Dataset containing physiological amounts of spike-in proteins into murine C2C12 background as a ground truth quantitative LC-MS/MS reference

Julian Uszkoreit; Katalin Barkovits; Sandra Pacharra; Kathy Pfeiffer; Simone Steinbach; Katrin Marcus; Martin Eisenacher

doi:10.1016/j.dib.2022.108435

Dataset containing physiological amounts of spike-in proteins into murine C2C12 background as a ground truth quantitative LC-MS/MS reference

Data Brief. 2022 Jul 4:43:108435. doi: 10.1016/j.dib.2022.108435. eCollection 2022 Aug.

Authors

Julian Uszkoreit^{1

2

3}, Katalin Barkovits^{1

2}, Sandra Pacharra⁴, Kathy Pfeiffer^{1

2}, Simone Steinbach^{1

2}, Katrin Marcus^{1

2}, Martin Eisenacher^{1

2}

Affiliations

¹ Medical Faculty, Medical Proteome Center, Ruhr University Bochum, Bochum 44801, Germany.
² Center for Protein Diagnostics (PRODI), Medical Proteome Analysis, Ruhr University Bochum, Bochum 44801, Germany.
³ Institute of Bio- and Geosciences (IBG-5) - Computational Metagenomics, Forschungszentrum Jülich GmbH, ELIXIR Germany, Jülich 52425, Germany.
⁴ ProtaGene GmbH, Dortmund 44227, Germany.

Abstract

In this article, we present a data dependent acquisition (DDA) dataset which was generated as a reference and ground truth quantitative dataset.

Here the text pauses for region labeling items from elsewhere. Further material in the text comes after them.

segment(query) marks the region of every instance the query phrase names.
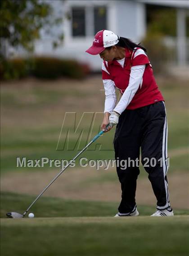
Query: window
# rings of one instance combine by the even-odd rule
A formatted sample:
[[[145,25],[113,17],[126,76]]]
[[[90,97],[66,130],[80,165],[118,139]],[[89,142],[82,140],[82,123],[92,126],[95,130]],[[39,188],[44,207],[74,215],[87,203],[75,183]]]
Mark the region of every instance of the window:
[[[107,29],[106,9],[100,6],[94,8],[94,35],[103,29]]]
[[[73,37],[85,37],[86,35],[84,8],[74,7],[72,9],[72,34]]]
[[[105,6],[74,7],[72,12],[72,37],[91,36],[107,29]]]

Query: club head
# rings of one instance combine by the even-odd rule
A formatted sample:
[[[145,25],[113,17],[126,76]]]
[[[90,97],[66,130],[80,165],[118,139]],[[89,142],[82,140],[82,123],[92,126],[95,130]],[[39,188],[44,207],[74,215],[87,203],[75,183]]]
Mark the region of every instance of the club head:
[[[6,215],[8,218],[12,218],[13,219],[23,218],[23,215],[22,214],[20,214],[20,213],[18,213],[18,212],[14,212],[13,211],[8,212],[6,214]]]

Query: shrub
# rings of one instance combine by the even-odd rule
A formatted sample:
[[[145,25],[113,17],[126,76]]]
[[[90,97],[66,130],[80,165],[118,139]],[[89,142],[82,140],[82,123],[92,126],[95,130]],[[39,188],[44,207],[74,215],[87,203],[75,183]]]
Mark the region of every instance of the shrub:
[[[63,76],[82,79],[86,75],[85,69],[76,60],[36,57],[32,61],[32,73],[39,78],[55,79]]]

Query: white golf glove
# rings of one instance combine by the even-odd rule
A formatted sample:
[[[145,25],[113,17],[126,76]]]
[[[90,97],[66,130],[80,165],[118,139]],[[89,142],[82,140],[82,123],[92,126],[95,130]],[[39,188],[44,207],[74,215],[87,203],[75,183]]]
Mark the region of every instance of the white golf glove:
[[[112,112],[112,114],[109,117],[109,125],[111,126],[113,126],[117,124],[119,121],[119,114],[118,113],[114,111]]]

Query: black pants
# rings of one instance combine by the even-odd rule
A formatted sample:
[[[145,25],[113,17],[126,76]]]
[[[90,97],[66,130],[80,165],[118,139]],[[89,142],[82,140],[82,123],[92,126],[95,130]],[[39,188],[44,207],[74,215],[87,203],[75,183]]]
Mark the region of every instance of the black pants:
[[[129,213],[136,205],[140,147],[142,163],[148,174],[157,200],[157,209],[163,210],[170,206],[166,176],[167,142],[163,101],[134,110],[126,110],[120,115],[114,140],[117,170],[122,191],[120,213]]]

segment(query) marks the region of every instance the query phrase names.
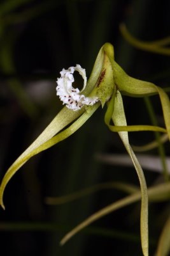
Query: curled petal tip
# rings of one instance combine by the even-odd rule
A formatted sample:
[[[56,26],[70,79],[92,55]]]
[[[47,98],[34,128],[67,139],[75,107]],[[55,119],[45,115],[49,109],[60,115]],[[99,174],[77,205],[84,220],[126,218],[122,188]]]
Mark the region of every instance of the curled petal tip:
[[[72,86],[74,81],[73,73],[78,71],[84,80],[83,88],[81,92],[78,88]],[[74,111],[80,109],[84,105],[94,105],[97,100],[98,97],[85,97],[80,93],[85,89],[87,84],[87,77],[85,70],[77,64],[76,67],[70,67],[67,70],[62,69],[60,72],[61,76],[57,79],[56,87],[57,95],[59,96],[63,104],[66,107]]]

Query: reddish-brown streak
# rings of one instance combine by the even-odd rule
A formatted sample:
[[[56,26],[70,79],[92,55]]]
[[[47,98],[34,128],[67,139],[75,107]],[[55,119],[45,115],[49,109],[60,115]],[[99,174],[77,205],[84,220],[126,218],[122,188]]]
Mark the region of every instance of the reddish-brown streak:
[[[106,68],[101,72],[101,76],[99,78],[99,80],[97,81],[97,87],[99,86],[99,85],[100,84],[100,83],[103,81],[104,76],[105,76],[105,73],[106,73]]]

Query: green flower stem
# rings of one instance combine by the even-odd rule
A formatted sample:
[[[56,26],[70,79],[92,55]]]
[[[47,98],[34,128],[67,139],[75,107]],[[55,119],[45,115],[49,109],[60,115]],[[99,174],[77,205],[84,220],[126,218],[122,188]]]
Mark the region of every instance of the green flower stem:
[[[112,120],[116,125],[127,125],[126,118],[124,113],[122,98],[120,93],[117,91],[115,100],[114,111],[112,115]],[[129,153],[135,169],[136,170],[141,191],[141,246],[143,255],[148,255],[148,192],[147,186],[143,174],[143,170],[138,162],[131,147],[130,146],[127,132],[118,132],[119,136]]]
[[[170,216],[168,218],[160,235],[156,256],[168,256],[170,252]]]
[[[170,182],[159,184],[148,188],[148,198],[151,202],[152,202],[153,200],[155,200],[155,202],[159,202],[159,200],[162,200],[162,199],[169,199]],[[91,215],[90,217],[84,220],[69,232],[68,232],[60,241],[60,244],[63,245],[64,244],[65,244],[76,233],[80,232],[81,229],[87,227],[93,222],[96,221],[96,220],[107,214],[109,214],[114,211],[117,211],[122,207],[139,201],[139,200],[141,200],[141,192],[134,193],[132,195],[129,195],[124,198],[123,199],[120,199],[118,201],[117,201],[103,208],[101,210]],[[157,200],[156,198],[157,198]]]
[[[59,205],[66,204],[80,199],[83,196],[87,196],[93,193],[98,192],[104,189],[118,189],[127,193],[132,194],[139,191],[139,188],[123,182],[104,182],[99,183],[90,188],[85,188],[71,194],[66,195],[62,196],[45,198],[45,202],[49,205]]]

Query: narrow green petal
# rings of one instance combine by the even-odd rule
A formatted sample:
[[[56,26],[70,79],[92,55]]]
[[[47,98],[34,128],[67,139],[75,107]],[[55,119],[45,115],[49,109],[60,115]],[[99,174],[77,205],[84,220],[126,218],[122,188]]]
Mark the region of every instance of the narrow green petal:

While initially used to compare samples measured with DDA and data independent acquisition (DIA) (Barkovits et al., 2020), the presented dataset holds potential value as a benchmark reference for any workflows working on DDA data. The entire dataset consists of 15 LC-MS/MS measurements composed of five distinct spike-in-states, each with three replicates. To generate the data set, a C2C12 (immortalized mouse myoblast) cell lysate was used as a complex background for five different states which were simulated by spiking 13 defined proteins at different concentrations. For this purpose, the cell lysate was used in a constant amount of 20 µg for all samples and different amounts of the 13 selected proteins ranging from 0.1 to 10 pmol were added, reflecting physiological amounts of proteins. Afterwards, all samples were tryptically digested using the same method. From each sample 200 ng tryptic peptides were measured in triplicates on a Q Exactive HF (Thermo Fisher Scientific). The mass range for MS1 was set to 350-1400 m/z with a resolution of 60,000 at 200 m/z. HCD fragmentation of the Top10 abundant precursor ions was performed at 27% NCE. The fragment analysis (MS2) was performed with a resolution of 30,000 at 200 m/z. Additionally to the raw files, the dataset contains centroided mzML files and spectrum identification results for peptide identifications performed by Mascot (Perkins et al., 1999), MS-GF+ (Kim et al., 2010) and X!Tandem (Craig and Beavis, 2004) for each separate MS analysis. The corresponding FASTA containing protein sequences as well as a combination of all identification runs performed by PIA (Uszkoreit et al., 2019, 2015) and a peptide and protein quantification performed by OpenMS (Pfeuffer et al., 2017) is included. All data have been deposited to the ProteomeXchange Consortium via the PRIDE partner repository (Perez-Riverol et al., 2018) with the dataset identifier PXD012986.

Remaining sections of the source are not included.